Study of Critical Outcomes in Pregnant Patients on Insulin Pump with Type 1 Diabetes


About this study

The purpose of this study is to serve as a comparator group to a group of patients that will be managed with AP for varying periods of time during pregnancy.

Participation eligibility

Participant eligibility includes age, gender, type and stage of disease, and previous treatments or health concerns.
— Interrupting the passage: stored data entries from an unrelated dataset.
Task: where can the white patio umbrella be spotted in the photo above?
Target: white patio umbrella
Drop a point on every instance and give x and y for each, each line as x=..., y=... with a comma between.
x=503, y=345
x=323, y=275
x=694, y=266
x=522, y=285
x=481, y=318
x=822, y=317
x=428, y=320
Guidelines differ from study to study, and identify who can or cannot participate. There is no guarantee that every individual who qualifies and wants to participate in a trial will be enrolled. Contact the study team to discuss study eligibility and potential participation.

Inclusion Criteria:

  • Clinical diagnosis, based on investigator assessment, of T1D for at least one year and using insulin for at least 1 year.
  • Criteria for documented hyperglycemia (at least 1 must be met):
    • Fasting glucose ≥ 126 mg/dL;
    • Two-hour OGTT glucose ≥ 200 mg/dL;
    • HbA1c ≥ 6.5% documented;
    • Random glucose ≥ 200 mg/dL with symptoms;
    • No data at diagnosis is available but the participant has a convincing history of hyperglycemia consistent with T1D.
  • Criteria for requiring insulin at diagnosis (1 must be met):
    • Participant required insulin at diagnosis and continually thereafter;
    • Participant did not start insulin at diagnosis but upon investigator review likely needed insulin (significant hyperglycemia that did not respond to oral agents) and did require insulin eventually and used continually;
    • Participant did not start insulin at diagnosis but continued to be hyperglycemic, had positive islet cell antibodies – consistent with latent autoimmune diabetes in adults (LADA) and did require insulin eventually and used continually.
  • Currently using an insulin pump for diabetes management.
  • Currently using or willing to use an insulin-to-carbohydrate ratio to calculate meal bolus sizes.
  • Willing to change insulin infusion site at least every 3 days.
  • Confirmed pregnancy.
  • Current gestational age ≤ 16 weeks.
  • Age 18-40 years.
  • HbA1c < 10.0%.
  • Demonstration of proper mental status and cognition for the study.
  • Ability to access the internet and upload CGM data remotely if needed.
  • An understanding of and willingness to follow the protocol and sign the informed consent.

Exclusion Criteria: 

  • 670 G users in Auto mode.
  • Current gestational age > 16 weeks.
  • Cystic fibrosis.
  • A known medical condition that in the judgment of the investigator might interfere with the completion of the protocol such as the following examples:
    • Inpatient psychiatric treatment in the past 6 months;
    • Abnormal renal function test results (calculated GFR < 60 mL/min/1.73m^2); testing required for subjects with diabetes duration of greater than 5 years post onset of puberty;
    • Active gastroparesis;
    • Abuse of alcohol or recreational drugs;
    • Infectious process not anticipated to resolve prior to study procedures (e.g. meningitis, pneumonia, osteomyelitis);
    • Uncontrolled arterial hypertension (Resting diastolic blood pressure > 95mmHg and/or systolic blood pressure >160 mmHg) at the time of screening;
    • Chronic oral steroid use.
  • A recent injury to body or limb, muscular disorder, use of any medication, any carcinogenic disease, or other significant medical disorder if that injury, medication or disease in the judgment of the investigator will affect the completion of the protocol.

Participating Mayo Clinic locations

Study statuses change often. Please contact the study team for the most up-to-date information regarding possible participation.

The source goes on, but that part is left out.